Questi due fronti convergono oggi in un inedito ‘neotribalismo grafico’, che aveva già iniziato a fare capolino durante la scorsa design week di Milano e nell’ultimo anno è cresciuto in modo discreto, ma deciso.

La prima a intuire che i tempi erano maturi per essere anticipati è stata Elena Salmistraro, per indole incline a muoversi sull’incerta linea di confine tra arte e design e, per questo, attenta più al senso para-figurativo della forma che ai dettami di rigide dicotomie vetero-funzionaliste.

A tale proposito, la semplificazione visiva che caratterizza tanto le interfacce digitali quanto il look (e la morale) dei supereroi dei fumetti – indiscussi protagonisti delle maggiori produzioni cinematografiche degli ultimi anni – costituisce lo specchio del sentire di un’epoca, in cui il singolo, travolto da una complessità informazionale impenetrabile per eccesso di trasparenza, cerca rifugio in chiavi di lettura facili, bidimensionali, ‘grafiche’ della realtà.

Anche la preoccupante diffusione di teorie del complotto, nutrite dalla produzione di fake news, deriva dallo stesso bisogno di capire una densità di informazione che travalica le possibilità di decodifica da parte del singolo, il quale, per non esserne prevaricato, sceglie la via della semplificazione estrema, al punto da distorcere la realtà per farla aderire alla rassicurante comprensibilità delle narrative della cospirazione. E, invero, è proprio il sentore che qualcosa non del tutto risolto persista al di sotto del luccichio delle grafiche patinate a inficiare, come un virus, la fiducia nello scenario estetico contemporaneo, e richiamare per contrapposizione le energie primigenie delle culture pre-moderne.

Bellissima, allora, la sintesi che Jaime Hayon ha dato di queste forze opposte nell’installazione Stone Age Folk per Caesarstone, in cui il segno grafico di volti o maschere è stato riempito con un materiale pietroso frutto del borborigmo carsico della terra.

In maniera simile, apparentemente leggeri, eterei come il digitale, ma allo stesso tempo opachi come la trasparente profondità dello specchio, sono anche i pezzi della serie Wise Mirror Mask di Lorenza Bozzoli, mentre un riferimento esplicito alle culture tribali si trova nella collezione di vasi Masai di Serena Confalonieri, essi stessi maschere incerte scomposte e ricomposte come in una versione post-moderna del cubismo.

L’interpretazione più asciutta, astratta e stilizzata del tribalismo che Marta Bakowski dà nelle arcane lampade a parete Sorcier mostra infine come questo linguaggio viva sul punto di oscillazione tra astratto e figurativo.

A caratterizzare il neotribalismo grafico è, infatti, proprio la capacità di mostrare la grana rugosa del reale attraverso il nitore immateriale del segno, come esemplificato dal pannello fonoassorbente Beetle che Alberto Sánchez, dello studio Mut Design, ha disegnato ispirandosi a uno scarafaggio. Il disegno dell’anatomia animale, riportata qui allo stadio elementare, riassume in sé la frattura fondamentale che attraversa la storia del design tra le estetiche figurative di derivazione artistica e le estetiche astratte messe a punto dal movimento moderno.

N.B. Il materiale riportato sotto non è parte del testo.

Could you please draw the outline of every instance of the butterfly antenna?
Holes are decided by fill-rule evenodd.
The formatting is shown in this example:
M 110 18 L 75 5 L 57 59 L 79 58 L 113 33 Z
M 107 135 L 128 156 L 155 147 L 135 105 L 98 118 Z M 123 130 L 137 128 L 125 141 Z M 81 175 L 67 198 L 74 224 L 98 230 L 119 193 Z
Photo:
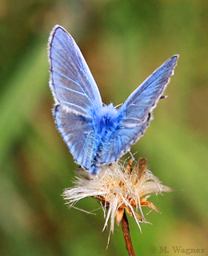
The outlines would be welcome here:
M 118 104 L 118 105 L 117 105 L 116 106 L 115 106 L 115 108 L 117 109 L 118 107 L 119 107 L 120 106 L 122 106 L 123 103 L 120 103 L 120 104 Z
M 162 98 L 168 98 L 167 95 L 162 95 L 162 96 L 160 97 L 160 99 L 162 99 Z

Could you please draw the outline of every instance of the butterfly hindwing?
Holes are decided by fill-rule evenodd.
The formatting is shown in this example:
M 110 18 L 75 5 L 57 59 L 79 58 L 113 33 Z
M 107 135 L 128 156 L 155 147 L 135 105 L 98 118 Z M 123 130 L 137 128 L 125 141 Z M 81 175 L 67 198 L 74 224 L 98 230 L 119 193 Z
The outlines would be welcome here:
M 50 86 L 56 126 L 75 161 L 97 174 L 116 162 L 143 135 L 151 112 L 174 74 L 174 55 L 142 83 L 116 109 L 102 106 L 90 70 L 74 40 L 60 26 L 49 39 Z

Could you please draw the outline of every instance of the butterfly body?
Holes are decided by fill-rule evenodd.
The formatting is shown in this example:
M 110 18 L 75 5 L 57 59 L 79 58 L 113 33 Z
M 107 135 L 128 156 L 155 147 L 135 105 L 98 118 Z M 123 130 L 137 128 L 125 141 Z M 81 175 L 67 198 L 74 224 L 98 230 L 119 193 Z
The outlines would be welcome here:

L’astrazione grafica di Beetle, pur avendo trasceso la dimensione figurativa, lascia intuire le fattezze di una maschera tribale allo stato nascente, dando il senso di uno sguardo cieco fisso su di noi. Ché, se il design moderno ha tolto il volto figurativo agli oggetti, ora questa assenza di volto ci osserva con insistente silenzio.